Je n’ai pas la réponse exacte du pourquoi, du comment, mais il m’apparait
logique de penser que c’est en raison de la forte concurrence avec les autres
PME et les grosses entreprises, et du fait que plus tu es petit, plus tes
sources de financement sont limitées, donc sa prend de l’argent. Ceci étant
dit, il ne faut pas prétendre que les autres axes sont laissés au dépourvu, ou
du moins. Les PME consacrent une partie raisonnable de leurs efforts sur l’axe
«clients» et «processus internes», mais il en est tout autrement pour l’axe
«innovation et apprentissage organisationnel», qui ne semble pas trop importé.[2]
En
terminant, la théorie de la contingence ne semble pas échapper aux systèmes de
mesures de performance dans les PME. En effet, dépendamment de certaines
caractéristiques propres à l’environnement de l’entreprise, cela peut affecter
la configuration de son système. C’est le cas de la taille de l’entreprise, qui
tend à rééquilibrer le système d’une PME, en donnant plus d’importance aux axes
délaissés, lorsque cette dernière augmente en taille.[3] Ceci n’est qu’un exemple
parmi tant d’autres et je suis sûr qu’en lisant et en cherchant davantage,
plusieurs caractéristiques jouent un rôle influent auprès des systèmes de
mesures de performance chez les petites et moyennes entreprises.
Bonjour,
RépondreEffacerJe trouve tous vos recherches et raisonnements très intéressants. Comme vous, je considère que les mesures de performance des PME diffèrent de celles pour les autres types d’entreprises et demandent davantage d’attention et d’analyse. La conclusion que vous avez tirée, que l’axe financier est le plus important dans le cadre du tableau de bord pour les PME, est très logique, car certains PME sont entièrement dépendantes des flux de trésorerie. C’est quasiment une question de survie, surtout chez les nouveaux PME. C’est un peu surprenant que l’accent ne soit pas très prononcé en ce qui concerne l’axe de l’innovation et apprentissage organisationnel. Peut-être, ce phénomène pourrait être expliqué par le pourcentage de PME innovantes. Très probablement, ceux qui sont des PME innovantes mettent davantage l’importance sur l’axe de l’innovation, mais ils représentent un petit pourcentage.

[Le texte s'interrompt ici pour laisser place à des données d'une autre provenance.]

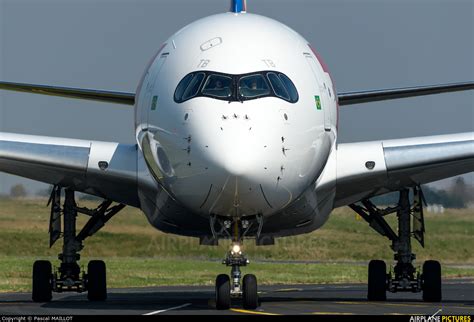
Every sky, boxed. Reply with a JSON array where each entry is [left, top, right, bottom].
[[0, 0, 474, 193]]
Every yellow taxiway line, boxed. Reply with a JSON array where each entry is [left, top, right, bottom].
[[230, 309, 281, 315]]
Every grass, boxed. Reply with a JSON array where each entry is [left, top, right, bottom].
[[0, 200, 474, 291]]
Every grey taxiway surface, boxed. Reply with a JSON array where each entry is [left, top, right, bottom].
[[0, 279, 474, 315]]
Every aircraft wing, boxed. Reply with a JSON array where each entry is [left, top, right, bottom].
[[337, 82, 474, 106], [335, 132, 474, 207], [0, 132, 139, 206]]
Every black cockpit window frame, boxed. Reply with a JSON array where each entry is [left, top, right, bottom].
[[174, 70, 299, 104]]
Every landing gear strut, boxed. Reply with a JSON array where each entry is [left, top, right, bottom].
[[216, 219, 258, 310], [350, 187, 441, 302], [32, 187, 125, 302]]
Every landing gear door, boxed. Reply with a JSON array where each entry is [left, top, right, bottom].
[[305, 55, 331, 131]]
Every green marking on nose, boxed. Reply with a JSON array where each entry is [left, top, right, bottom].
[[314, 95, 322, 110], [151, 96, 158, 111]]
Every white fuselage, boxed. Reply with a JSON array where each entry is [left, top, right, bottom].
[[136, 13, 337, 238]]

Je trouve très intéressant les explications données en utilisant les concepts de la Théorie de la contingence qui incite les entreprises de concevoir la meilleure organisation en tenant compte des caractéristiques de l’environnement et du marché. Par contre, est-ce que vous avez pensé de faire aussi le lien avec le cycle de vie des PME ? La plus grande taille d’une PME parfois correspond à une entreprise mature, mais ce n’est pas toujours le cas. Les entreprises qui sont dans leur stade de croissance se caractérisent principalement par une croissance rapide des ventes et une expansion des activités et des produits. La concurrence à ce stade n’est pas intensive et les PME s’intéressent davantage des flux de trésorerie. Par contre, le stade de maturité se caractérise avec une stabilité des ventes, des structures organisationnelles établies, une concurrence beaucoup plus vive, des marges plus petites. Donc, les entreprises commencent à s’intéresser davantage à l’analyse des différents processus et l,établissement des coûts de revient pour qu’ils puissent mieux gérer la concurrence. Ce qui les amène aussi de mettre davantage l’accent sur les autres axes du tableau de bord.
Au plaisir
Dima Malinova
Merci Dima pour tes commentaires. Ton point concernant le lien avec le cycle de vie des PME est très intéressant et fait énormément de sens. Je crois que ce sujet est très pertinent et pourrait très bien servir à une éventuelle recherche afin de connaître réellement la relation qui existe entre ces éléments.